Other changes for claimants with children

The child element of child tax credit (CTC) increases by 5.2% which should offset some of the more negative changes. Similarly generous increases apply to the amounts for disabled and severely disabled children.

In previous years, higher earners could continue receiving the full "family element" of CTC - £545 per annum - until their annual income reached the "second income threshold". For most people, this was £50,000 until the last tax year, when it dipped to £40,000 for 2011-2012. For some people, the second income threshold was higher than this.

For 2012-13 it is removed altogether. This means that as soon as income reaches the point at which all other elements of tax credits have been withdrawn by the 41p in the pound taper, the family element also starts to be withdrawn at the same rate.

Consequently, many households who were earning £40,000 or slightly more during 2011-12, and who still received at least some of the family element, are finding themselves without tax credits in 2012-13.

However, those with larger families could still be entitled to some payment, as could those who spend a lot on formal childcare or who have children with disabilities.

A recent HMRC letter, trying to remove those who may not receive payments from 6 April 2012 due to the changes, stated that the CTC limit was £26,000 for single and joint households. We explain in another article why this is not the case and why it only applies to those with one child who claim no childcare costs and have no disabilities. The income cut-off is different for everyone and those with larger families, who spend a lot on formal childcare or who have members entitled to the various disability elements, could still be entitled to some payment at much higher income levels. You can see some useful tables showing the maximum cut off points for different circumstances on our advisers’ website Revenuebenefits.

Some examples

A family with two adults (both working full time) and two children but no childcare costs, with an income of £25,000 a year, will receive:

  • £2,697.20 in 2011-12
  • £2,967.20 in 2012-13

If their household income was £40,000 they would receive:

  • £545 in 2011-12
  • Nil in 2012-13

Now assume their household income is £40,000 and they are paying childcare costs of £300 a week. Their awards are now:

  • £7,467.20 in 2011-12
  • £7,737.20 in 2012-13

So families with children and/or paying for childcare can still gain in 2012-13 compared to 2011-2012, even if they are on comparatively higher incomes.

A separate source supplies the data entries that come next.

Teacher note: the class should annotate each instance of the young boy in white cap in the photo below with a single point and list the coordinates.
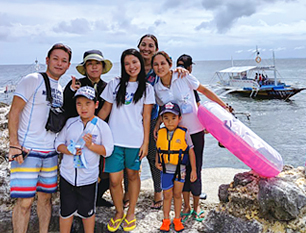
(92, 68)
(78, 183)
(174, 151)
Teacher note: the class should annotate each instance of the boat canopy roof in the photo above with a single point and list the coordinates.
(237, 69)
(241, 69)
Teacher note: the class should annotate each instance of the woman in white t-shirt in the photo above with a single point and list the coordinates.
(129, 101)
(181, 91)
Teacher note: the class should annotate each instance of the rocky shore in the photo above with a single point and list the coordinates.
(238, 201)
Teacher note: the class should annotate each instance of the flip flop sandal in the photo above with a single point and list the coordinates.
(119, 221)
(128, 223)
(185, 216)
(154, 207)
(196, 216)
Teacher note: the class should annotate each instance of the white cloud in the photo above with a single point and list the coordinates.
(204, 28)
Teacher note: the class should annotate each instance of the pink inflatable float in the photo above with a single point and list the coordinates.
(240, 140)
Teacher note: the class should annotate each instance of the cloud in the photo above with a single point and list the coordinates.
(159, 22)
(75, 26)
(227, 13)
(299, 47)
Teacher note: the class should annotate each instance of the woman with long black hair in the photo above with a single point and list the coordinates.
(129, 101)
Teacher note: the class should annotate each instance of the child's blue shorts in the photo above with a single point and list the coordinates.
(167, 180)
(121, 158)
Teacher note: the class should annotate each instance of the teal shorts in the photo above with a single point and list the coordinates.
(121, 158)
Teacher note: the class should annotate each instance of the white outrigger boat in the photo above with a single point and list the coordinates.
(254, 82)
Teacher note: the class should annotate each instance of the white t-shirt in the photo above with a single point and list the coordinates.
(170, 168)
(72, 130)
(33, 118)
(126, 121)
(181, 92)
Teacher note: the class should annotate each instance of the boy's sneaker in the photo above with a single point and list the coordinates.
(165, 226)
(178, 226)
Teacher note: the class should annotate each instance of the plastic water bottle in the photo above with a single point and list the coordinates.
(80, 142)
(79, 160)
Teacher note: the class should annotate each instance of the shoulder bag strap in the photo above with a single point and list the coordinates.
(48, 88)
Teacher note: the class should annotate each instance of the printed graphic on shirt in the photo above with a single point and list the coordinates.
(128, 97)
(57, 97)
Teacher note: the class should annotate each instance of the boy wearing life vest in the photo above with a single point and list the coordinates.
(174, 151)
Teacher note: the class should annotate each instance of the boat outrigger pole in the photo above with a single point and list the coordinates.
(274, 70)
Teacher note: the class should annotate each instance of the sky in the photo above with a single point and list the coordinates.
(204, 29)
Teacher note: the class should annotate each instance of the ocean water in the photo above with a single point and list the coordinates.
(281, 124)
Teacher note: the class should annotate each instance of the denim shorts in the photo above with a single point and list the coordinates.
(122, 158)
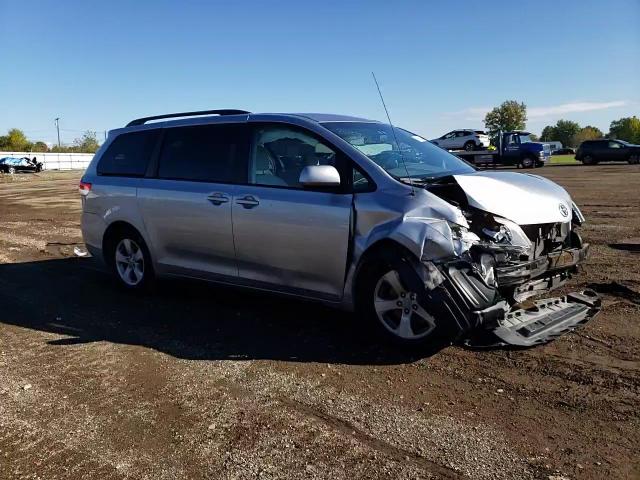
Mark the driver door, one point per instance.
(288, 237)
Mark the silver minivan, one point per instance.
(342, 210)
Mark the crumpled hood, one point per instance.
(522, 198)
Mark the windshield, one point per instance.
(423, 160)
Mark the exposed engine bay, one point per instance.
(499, 266)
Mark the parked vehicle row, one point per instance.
(342, 210)
(592, 152)
(466, 139)
(515, 148)
(15, 165)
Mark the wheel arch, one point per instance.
(378, 251)
(112, 231)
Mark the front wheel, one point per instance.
(527, 162)
(400, 315)
(130, 260)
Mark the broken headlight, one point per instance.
(576, 215)
(462, 238)
(506, 232)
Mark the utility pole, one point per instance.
(58, 128)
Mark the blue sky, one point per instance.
(441, 65)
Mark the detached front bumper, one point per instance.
(547, 319)
(477, 307)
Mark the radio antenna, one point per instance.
(393, 131)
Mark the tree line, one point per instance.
(16, 141)
(512, 115)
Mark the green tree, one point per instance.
(587, 133)
(87, 143)
(548, 134)
(14, 141)
(39, 147)
(510, 115)
(564, 131)
(627, 128)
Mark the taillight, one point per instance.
(84, 188)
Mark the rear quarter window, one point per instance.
(129, 154)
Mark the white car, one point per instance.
(463, 140)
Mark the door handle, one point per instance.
(248, 201)
(218, 198)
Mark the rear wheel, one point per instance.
(129, 259)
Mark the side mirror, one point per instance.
(320, 176)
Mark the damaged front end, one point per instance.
(498, 270)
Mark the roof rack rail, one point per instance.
(143, 120)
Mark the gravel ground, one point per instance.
(196, 381)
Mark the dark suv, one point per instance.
(595, 151)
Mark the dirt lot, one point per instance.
(198, 381)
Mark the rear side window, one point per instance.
(129, 154)
(206, 153)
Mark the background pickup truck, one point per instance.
(514, 148)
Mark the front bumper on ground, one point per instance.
(496, 316)
(547, 319)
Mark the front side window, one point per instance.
(279, 153)
(204, 153)
(412, 156)
(129, 154)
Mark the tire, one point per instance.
(528, 162)
(129, 260)
(398, 316)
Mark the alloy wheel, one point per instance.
(398, 309)
(129, 262)
(527, 163)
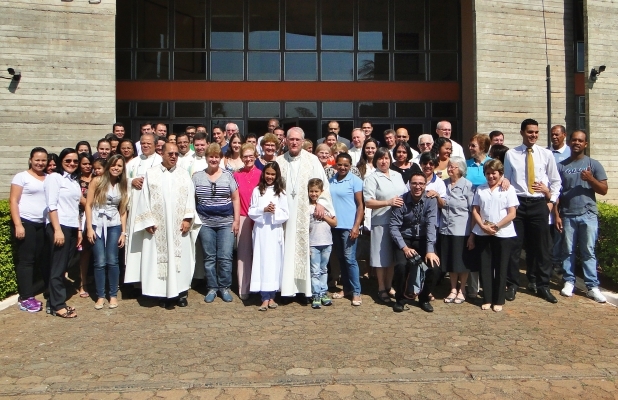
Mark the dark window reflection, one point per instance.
(263, 24)
(153, 65)
(152, 24)
(410, 66)
(300, 25)
(444, 24)
(189, 110)
(226, 66)
(190, 28)
(189, 66)
(337, 25)
(443, 67)
(263, 66)
(227, 24)
(409, 24)
(373, 66)
(301, 67)
(337, 66)
(372, 25)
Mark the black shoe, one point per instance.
(511, 291)
(425, 306)
(545, 294)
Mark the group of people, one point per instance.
(178, 206)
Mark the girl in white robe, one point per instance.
(269, 210)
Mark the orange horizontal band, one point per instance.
(287, 91)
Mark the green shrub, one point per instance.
(607, 245)
(8, 282)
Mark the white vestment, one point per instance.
(296, 171)
(268, 240)
(167, 258)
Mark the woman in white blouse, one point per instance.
(62, 194)
(493, 210)
(27, 204)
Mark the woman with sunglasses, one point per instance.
(62, 195)
(218, 206)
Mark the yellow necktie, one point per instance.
(530, 170)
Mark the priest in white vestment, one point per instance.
(166, 212)
(297, 167)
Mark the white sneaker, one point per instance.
(567, 290)
(596, 295)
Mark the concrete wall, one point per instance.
(601, 41)
(65, 51)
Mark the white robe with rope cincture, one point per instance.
(296, 274)
(268, 239)
(168, 257)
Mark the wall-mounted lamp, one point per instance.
(594, 74)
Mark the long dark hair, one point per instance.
(278, 184)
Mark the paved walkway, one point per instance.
(532, 349)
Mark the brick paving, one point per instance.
(532, 349)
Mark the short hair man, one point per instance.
(530, 168)
(582, 178)
(444, 129)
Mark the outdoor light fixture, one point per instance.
(594, 74)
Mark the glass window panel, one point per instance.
(301, 66)
(227, 66)
(373, 66)
(123, 65)
(227, 110)
(372, 25)
(373, 110)
(190, 24)
(443, 24)
(153, 65)
(409, 24)
(152, 24)
(337, 109)
(410, 110)
(124, 19)
(226, 25)
(338, 25)
(337, 66)
(301, 110)
(151, 109)
(189, 110)
(300, 29)
(263, 24)
(443, 67)
(189, 66)
(444, 110)
(264, 66)
(264, 110)
(409, 66)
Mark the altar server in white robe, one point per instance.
(166, 212)
(297, 167)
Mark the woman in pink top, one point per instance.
(247, 179)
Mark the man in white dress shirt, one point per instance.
(528, 167)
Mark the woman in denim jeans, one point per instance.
(218, 206)
(106, 220)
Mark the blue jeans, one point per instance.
(105, 251)
(581, 230)
(319, 270)
(218, 246)
(346, 252)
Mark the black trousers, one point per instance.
(532, 229)
(404, 277)
(28, 253)
(59, 261)
(495, 254)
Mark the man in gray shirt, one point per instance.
(582, 177)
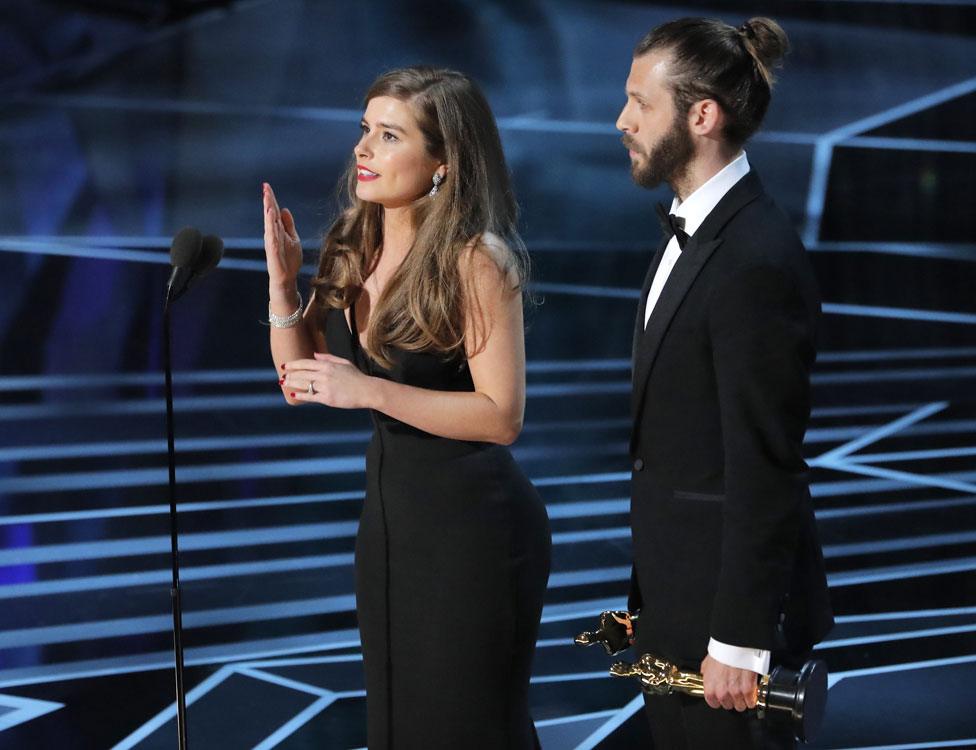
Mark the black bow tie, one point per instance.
(672, 226)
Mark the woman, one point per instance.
(416, 314)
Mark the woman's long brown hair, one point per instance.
(425, 304)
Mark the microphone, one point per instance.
(211, 252)
(183, 255)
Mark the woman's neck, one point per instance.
(398, 232)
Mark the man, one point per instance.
(727, 564)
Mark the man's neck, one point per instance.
(700, 170)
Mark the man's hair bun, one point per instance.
(768, 44)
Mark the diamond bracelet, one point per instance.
(290, 321)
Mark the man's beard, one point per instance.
(669, 158)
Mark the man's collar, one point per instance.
(697, 206)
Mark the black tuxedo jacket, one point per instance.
(724, 540)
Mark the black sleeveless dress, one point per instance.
(452, 561)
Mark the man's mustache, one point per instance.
(630, 144)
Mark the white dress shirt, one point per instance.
(694, 210)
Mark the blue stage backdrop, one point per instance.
(124, 120)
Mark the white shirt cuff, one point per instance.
(754, 659)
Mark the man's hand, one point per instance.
(729, 687)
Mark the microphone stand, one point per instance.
(174, 542)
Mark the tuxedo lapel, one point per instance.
(689, 264)
(642, 306)
(696, 253)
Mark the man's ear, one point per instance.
(706, 117)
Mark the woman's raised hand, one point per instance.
(282, 246)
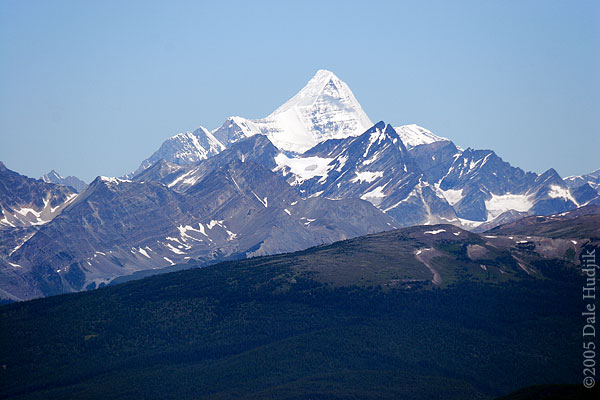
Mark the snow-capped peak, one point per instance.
(323, 109)
(413, 135)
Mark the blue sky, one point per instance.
(93, 87)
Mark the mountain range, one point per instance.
(424, 312)
(314, 171)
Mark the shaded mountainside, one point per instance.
(362, 318)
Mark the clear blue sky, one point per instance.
(93, 87)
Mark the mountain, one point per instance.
(26, 202)
(324, 109)
(484, 190)
(228, 206)
(418, 177)
(71, 181)
(413, 135)
(420, 312)
(184, 148)
(582, 223)
(375, 166)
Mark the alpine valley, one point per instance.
(315, 171)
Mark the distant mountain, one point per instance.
(184, 148)
(314, 171)
(592, 179)
(375, 166)
(72, 181)
(228, 206)
(433, 181)
(27, 202)
(426, 312)
(324, 109)
(414, 135)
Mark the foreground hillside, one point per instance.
(418, 313)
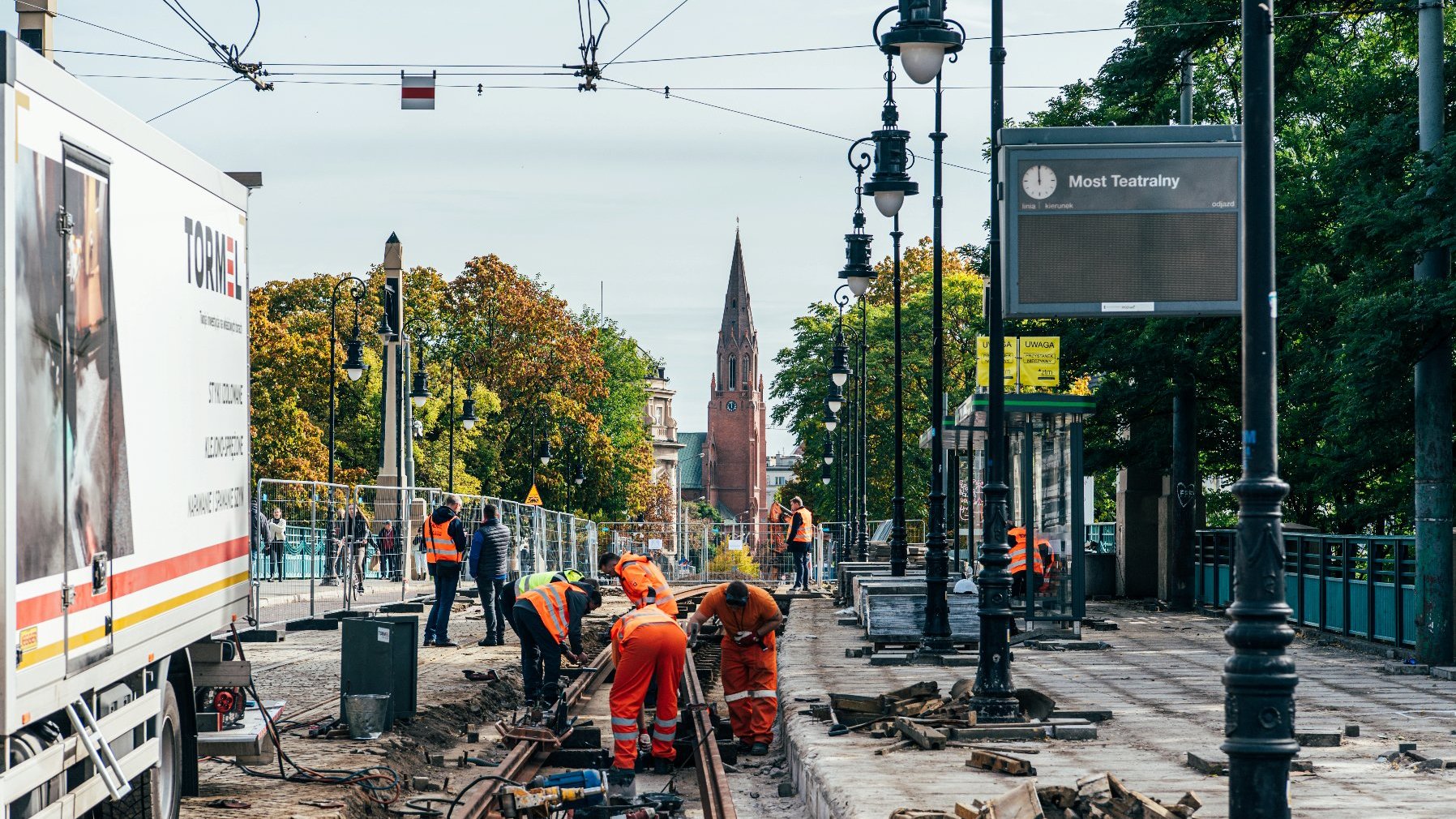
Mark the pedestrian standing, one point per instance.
(356, 542)
(388, 541)
(647, 645)
(801, 535)
(548, 621)
(490, 559)
(444, 547)
(749, 665)
(277, 537)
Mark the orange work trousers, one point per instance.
(657, 650)
(752, 691)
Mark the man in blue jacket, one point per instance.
(490, 566)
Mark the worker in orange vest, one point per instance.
(444, 548)
(641, 579)
(1018, 561)
(647, 645)
(749, 667)
(548, 621)
(801, 537)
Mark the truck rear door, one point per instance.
(92, 417)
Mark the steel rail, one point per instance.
(525, 760)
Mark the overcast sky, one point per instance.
(619, 188)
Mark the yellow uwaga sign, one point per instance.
(1031, 360)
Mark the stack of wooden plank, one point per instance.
(1098, 796)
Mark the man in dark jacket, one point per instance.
(356, 542)
(490, 564)
(444, 547)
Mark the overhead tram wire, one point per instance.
(781, 51)
(530, 75)
(28, 5)
(195, 98)
(230, 56)
(770, 120)
(647, 32)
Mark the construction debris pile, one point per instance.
(919, 716)
(1097, 796)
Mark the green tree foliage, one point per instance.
(803, 378)
(1353, 215)
(533, 367)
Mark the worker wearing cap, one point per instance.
(548, 620)
(645, 645)
(749, 665)
(641, 579)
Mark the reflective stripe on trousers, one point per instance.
(750, 694)
(623, 729)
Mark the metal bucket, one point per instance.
(366, 714)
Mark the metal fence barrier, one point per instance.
(1350, 585)
(713, 551)
(310, 555)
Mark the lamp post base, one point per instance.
(996, 709)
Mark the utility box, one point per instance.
(382, 656)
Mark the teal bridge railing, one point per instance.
(1351, 585)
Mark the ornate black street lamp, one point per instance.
(922, 38)
(353, 358)
(995, 697)
(468, 418)
(858, 274)
(890, 184)
(1260, 680)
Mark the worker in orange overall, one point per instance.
(647, 645)
(750, 667)
(1018, 561)
(641, 579)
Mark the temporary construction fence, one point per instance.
(321, 547)
(713, 551)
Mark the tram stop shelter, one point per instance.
(1044, 474)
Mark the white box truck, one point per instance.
(124, 460)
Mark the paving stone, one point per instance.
(1209, 762)
(1318, 738)
(1406, 669)
(1072, 733)
(892, 659)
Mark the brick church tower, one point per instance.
(735, 452)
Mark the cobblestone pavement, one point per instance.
(1161, 680)
(305, 671)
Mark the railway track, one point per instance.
(526, 758)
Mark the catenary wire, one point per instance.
(113, 31)
(195, 98)
(772, 120)
(647, 32)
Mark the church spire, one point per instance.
(737, 315)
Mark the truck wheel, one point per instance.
(156, 793)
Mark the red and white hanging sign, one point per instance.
(417, 92)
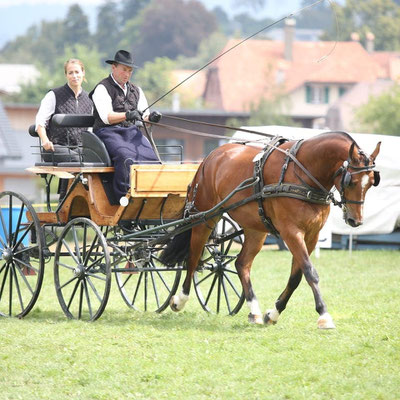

Other changes for all claimants

Another controversial and complicated change is the new "disregard" for falls in income. HMRC has always had the power to fix a disregard for falls in income, but this is the first time they will have used that power.

This means that if your income drops by no more than £2,500 from one year to the next, the fall is disregarded and your award does not rise. If your income decreases by more than that amount, the first £2,500 of the fall is disregarded when assessing your new award.

Example

Annie, a lone parent, is paid £12,000 a year but loses her job in January 2013. She tells HMRC about her fall in income, and re-estimates her 2012-13 income at £9,000. Her revised award will be calculated as though her estimated income were £11,500, because the first £2,500 of the fall in her income will be disregarded.

The disregard for increases in income - within which the tax credits award remains the same and is not reduced - remains at £10,000 for one more year, then falls to £5,000 in 2013-14.

Finally, when making an initial claim or notifying a change of circumstances that increases an award (such as the birth of a child or a material increase in childcare costs), from April 2012 claimants are only able to backdate the increase in their entitlement by one month, not three months as hitherto. This means that claimants now only have one month to make a claim or report a beneficial change of circumstances if they are not to lose out on any entitlement.